Coronavirus Concerns

coronavirus

Chinese officials say 170 people have died from coronavirus. At this writing, more than a thousand people are trapped on a cruise ship off the Italian coast, prevented from leaving because of possible coronavirus cases aboard.

I had dinner last night with the CFO of one of our global clients. He was telling me about the potential impact the coronavirus may have on their business in China. He is worried about systemic issues. Will all of his employees be able to return to work after the Chinese New Year? Will his vendors and suppliers be fully staffed? Will shipments from factories be able to get to the ports? Will the ports be open? His list of concerns was very long.

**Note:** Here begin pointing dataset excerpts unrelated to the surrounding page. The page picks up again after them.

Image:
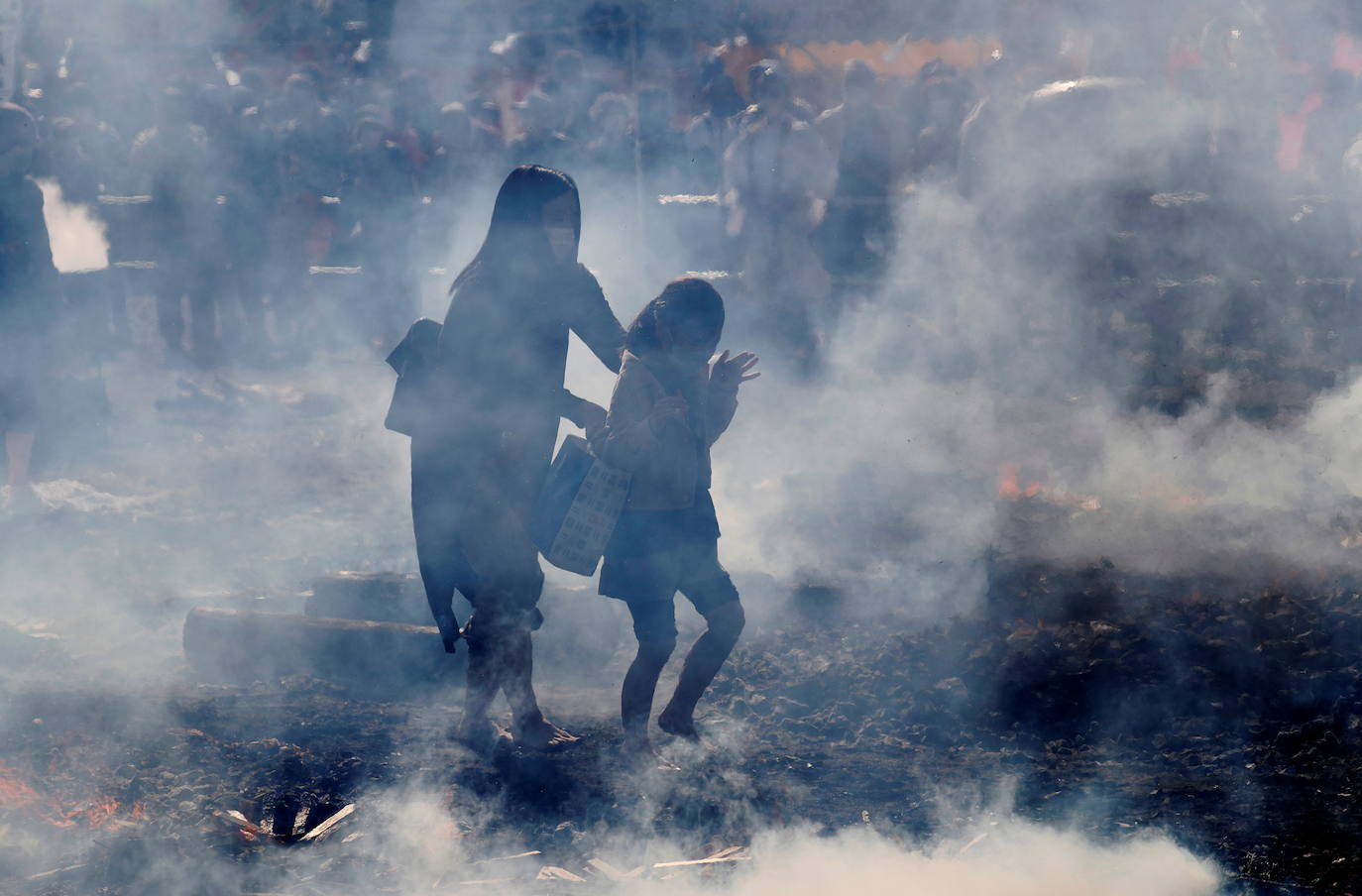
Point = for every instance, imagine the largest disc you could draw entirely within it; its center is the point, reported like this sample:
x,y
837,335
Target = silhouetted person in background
x,y
667,410
173,163
480,461
29,302
778,174
381,203
858,228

The World Health Organization will decide today whether to declare the epidemic an international public health emergency. I called a friend at the CDC this morning and learned that coronaviruses are a family of viruses that cause symptoms similar to a common cold. They are transmitted person-to-person, and the CDC has some protection guidelines:

  • Wash your hands often for at least 20 seconds with soap and water. An alcohol-based sanitizer can work in the absence of soap and water.
  • Avoid touching your eyes, nose, and mouth with unwashed hands.
  • Stay home when you’re sick.
  • Cover your mouth when you cough or sneeze with a tissue, and throw the tissue in the trash.
  • Clean and disinfect frequently-touched objects and surfaces.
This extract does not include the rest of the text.